The time may come when a person needs to borrow money for some purpose. Most individuals choose to finance the purchase of a new home or car, yet there are numerous other reasons why a loan may be taken out. For some, the loan is used to consolidate debt and, for others, it will be put to use to fund a major purchase. Regardless of why money is being obtained, individuals will find they have a variety of borrowing options to select from. The key is to find the right choice for any given situation.

Personal Loans

Personal Loans are great for those who want to obtain a lump sum of money at any given time. This money is typically used to fund a large purchase and the loan features either a fixed or variable interest rate. Many lenders require a minimum amount be borrowed with this funding option, and the maximum amount provided will be based on the borrower’s credit score and other factors determined by the lender.

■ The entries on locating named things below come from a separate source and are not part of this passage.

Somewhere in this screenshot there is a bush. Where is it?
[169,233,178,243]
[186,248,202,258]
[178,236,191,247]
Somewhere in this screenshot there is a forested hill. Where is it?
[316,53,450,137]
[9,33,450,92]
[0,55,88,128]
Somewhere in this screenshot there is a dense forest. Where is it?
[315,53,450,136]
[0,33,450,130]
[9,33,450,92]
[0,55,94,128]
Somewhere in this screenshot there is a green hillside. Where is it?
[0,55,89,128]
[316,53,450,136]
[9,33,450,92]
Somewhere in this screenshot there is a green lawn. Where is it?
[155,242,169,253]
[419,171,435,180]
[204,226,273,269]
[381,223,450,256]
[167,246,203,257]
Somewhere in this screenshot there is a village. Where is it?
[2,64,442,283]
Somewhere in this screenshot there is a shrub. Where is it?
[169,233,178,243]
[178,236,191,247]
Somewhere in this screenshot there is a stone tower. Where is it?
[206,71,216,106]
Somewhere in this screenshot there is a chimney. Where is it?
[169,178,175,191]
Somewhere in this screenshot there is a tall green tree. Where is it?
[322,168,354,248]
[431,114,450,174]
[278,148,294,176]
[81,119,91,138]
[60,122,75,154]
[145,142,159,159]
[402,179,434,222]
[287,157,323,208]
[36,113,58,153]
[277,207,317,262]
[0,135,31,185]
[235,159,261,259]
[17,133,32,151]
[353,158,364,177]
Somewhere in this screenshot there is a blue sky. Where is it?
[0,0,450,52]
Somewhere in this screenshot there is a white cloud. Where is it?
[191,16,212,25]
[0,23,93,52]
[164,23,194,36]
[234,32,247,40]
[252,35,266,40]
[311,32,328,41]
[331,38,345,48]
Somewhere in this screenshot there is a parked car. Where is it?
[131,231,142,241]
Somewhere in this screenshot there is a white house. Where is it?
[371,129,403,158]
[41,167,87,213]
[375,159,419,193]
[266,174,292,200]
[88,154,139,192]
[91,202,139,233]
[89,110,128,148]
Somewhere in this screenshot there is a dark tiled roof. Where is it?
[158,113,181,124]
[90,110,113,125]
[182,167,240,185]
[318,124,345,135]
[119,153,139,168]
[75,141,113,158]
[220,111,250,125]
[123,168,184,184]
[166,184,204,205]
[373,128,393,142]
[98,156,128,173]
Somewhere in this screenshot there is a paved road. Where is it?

With this type of loan, various repayment options are offered. Some opt for weekly payments, others choose bi-weekly obligations and certain individuals opt for semi-monthly or monthly plans. The payments include both the principal repayment and the interest charged.

A borrower may also choose between a secured and unsecured an loan. Secured loans are backed by some form of collateral, often a property or investment. Financial institutions are typically willing to lend more money with this type of product and offer a lower interest rate. In contrast, unsecured loans are often for a lower amount, yet offer faster approval times.

Individuals who feel more comfortable with a structured repayment plan typically choose this option. They know exactly when the loan will be paid off. In addition, personal loans typically don’t have an early prepayment charge.

Lines Of Credit

Lines of Credit are preferred by those who want more flexible borrowing arrangements. Many choose this option when they wish to make multiple purchases over a period of time, as this line of credit may be reused. The borrower can access amounts up to the maximum allowed at any given time. The interest rate on this type of funding option is variable, although there is usually a minimum line of credit that must be obtained.

With a line of credit, the interest charged is only on the amount used, not the total amount of the line of credit. Regardless of how much is borrowed, the entire amount must be paid, along with any interest accrued, when the loan term ends. As with personal loans, borrowers will find they have options.

Secured personal lines of credit typically are backed by investments or property. As a result, the lending institution usually offers a higher credit line and a lower interest rate. Unsecured lines of credit may also be offered, yet don’t come with these benefits.

Many borrowers opt for a line of credit because they like the flexibility of this borrowing option. Individuals may choose to pay only the minimum payment each month or pay the entire amount. The interest rate is low, and the funds may be accessed in a variety of ways, such as through an automatic teller machine or by check.

Individuals should consider all options when they wish to borrow money. Personal loans and lines of credit are only two available today. Responsible borrowing requires that all options be taken into account, and consumers need to keep this in mind. Doing so ensures the right option is selected for any given situation.